Diesen Schuh wollte sich das Vorgänger-Team aber nicht anziehen. Noch am Freitag veröffentlichte die Zeitung La Dernière Heure Ausschnitte aus einem Brief aus der Feder des ehemaligen Untersuchungsrichters von Dendermonde, Freddy Troch. Der wirft den Kollegen aus Charleroi klipp und klar Parteilichkeit vor. Die neuen Ermittler sähen nur, was sie sehen wollen. Was nicht ins Bild passe, werde ignoriert, zitiert La Dernière Heure aus dem Schreiben.

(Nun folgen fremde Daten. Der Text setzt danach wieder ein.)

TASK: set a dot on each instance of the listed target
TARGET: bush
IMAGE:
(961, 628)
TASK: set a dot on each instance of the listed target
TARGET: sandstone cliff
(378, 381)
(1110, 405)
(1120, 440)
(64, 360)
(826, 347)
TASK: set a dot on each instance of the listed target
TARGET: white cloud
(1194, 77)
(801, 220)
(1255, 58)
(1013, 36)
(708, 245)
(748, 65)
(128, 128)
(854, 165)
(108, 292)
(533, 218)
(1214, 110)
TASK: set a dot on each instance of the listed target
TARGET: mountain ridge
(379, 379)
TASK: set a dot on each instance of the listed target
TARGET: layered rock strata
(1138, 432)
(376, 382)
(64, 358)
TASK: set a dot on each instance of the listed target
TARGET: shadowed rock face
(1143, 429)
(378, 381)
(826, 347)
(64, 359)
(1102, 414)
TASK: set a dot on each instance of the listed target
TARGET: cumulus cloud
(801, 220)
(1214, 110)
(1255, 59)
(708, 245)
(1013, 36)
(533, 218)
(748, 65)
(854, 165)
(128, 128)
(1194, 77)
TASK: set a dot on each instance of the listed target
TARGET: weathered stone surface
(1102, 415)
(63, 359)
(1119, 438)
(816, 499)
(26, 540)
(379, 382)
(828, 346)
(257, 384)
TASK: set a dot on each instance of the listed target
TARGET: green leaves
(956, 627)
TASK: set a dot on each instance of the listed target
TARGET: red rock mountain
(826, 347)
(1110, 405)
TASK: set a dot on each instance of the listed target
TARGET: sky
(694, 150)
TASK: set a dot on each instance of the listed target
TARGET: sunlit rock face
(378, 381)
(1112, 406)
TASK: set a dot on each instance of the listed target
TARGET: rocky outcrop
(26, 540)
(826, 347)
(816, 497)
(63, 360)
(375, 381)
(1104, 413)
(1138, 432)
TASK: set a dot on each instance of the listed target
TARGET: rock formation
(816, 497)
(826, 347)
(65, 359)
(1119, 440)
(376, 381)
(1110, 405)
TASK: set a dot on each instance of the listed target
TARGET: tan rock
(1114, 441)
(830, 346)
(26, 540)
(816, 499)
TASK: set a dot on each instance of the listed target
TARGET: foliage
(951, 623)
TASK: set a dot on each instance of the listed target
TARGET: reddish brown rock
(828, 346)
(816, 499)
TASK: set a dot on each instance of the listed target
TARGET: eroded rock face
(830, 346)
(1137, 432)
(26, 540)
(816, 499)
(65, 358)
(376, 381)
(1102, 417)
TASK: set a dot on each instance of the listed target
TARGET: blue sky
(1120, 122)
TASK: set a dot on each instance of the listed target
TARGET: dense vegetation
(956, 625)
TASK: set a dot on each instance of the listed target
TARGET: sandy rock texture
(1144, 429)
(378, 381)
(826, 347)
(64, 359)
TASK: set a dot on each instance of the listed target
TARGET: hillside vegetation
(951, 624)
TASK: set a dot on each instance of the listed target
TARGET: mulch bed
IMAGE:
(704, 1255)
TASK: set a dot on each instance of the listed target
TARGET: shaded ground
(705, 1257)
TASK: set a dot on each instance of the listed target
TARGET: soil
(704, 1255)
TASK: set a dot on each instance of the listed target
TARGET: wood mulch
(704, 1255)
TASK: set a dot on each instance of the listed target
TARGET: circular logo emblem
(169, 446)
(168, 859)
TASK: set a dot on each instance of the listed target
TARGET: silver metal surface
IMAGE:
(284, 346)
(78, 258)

Retourkutsche einen Tag später in derselben Zeitung. Man könne die Kritik an dem heutigen Team nicht nachvollziehen. Ob da wohl jemand die Ermittlungen destabilisieren wolle? Da klingen die Aussagen von Justizministerin Turtelboom fast schon ironisch; die hatte noch vor einigen Wochen in der Kammer erklärt, es gebe keinen Krieg unter Justizbehörden.
In der Zwischenzeit tickt die 2015 läuft die Verjährungsfrist ab. Dass man bis dahin die Täter identifizieren, fassen und dann auch noch verurteilen kann, ist sehr unwahrscheinlich. Dass die Frist ein weiteres Mal verlängert wird, ebenso.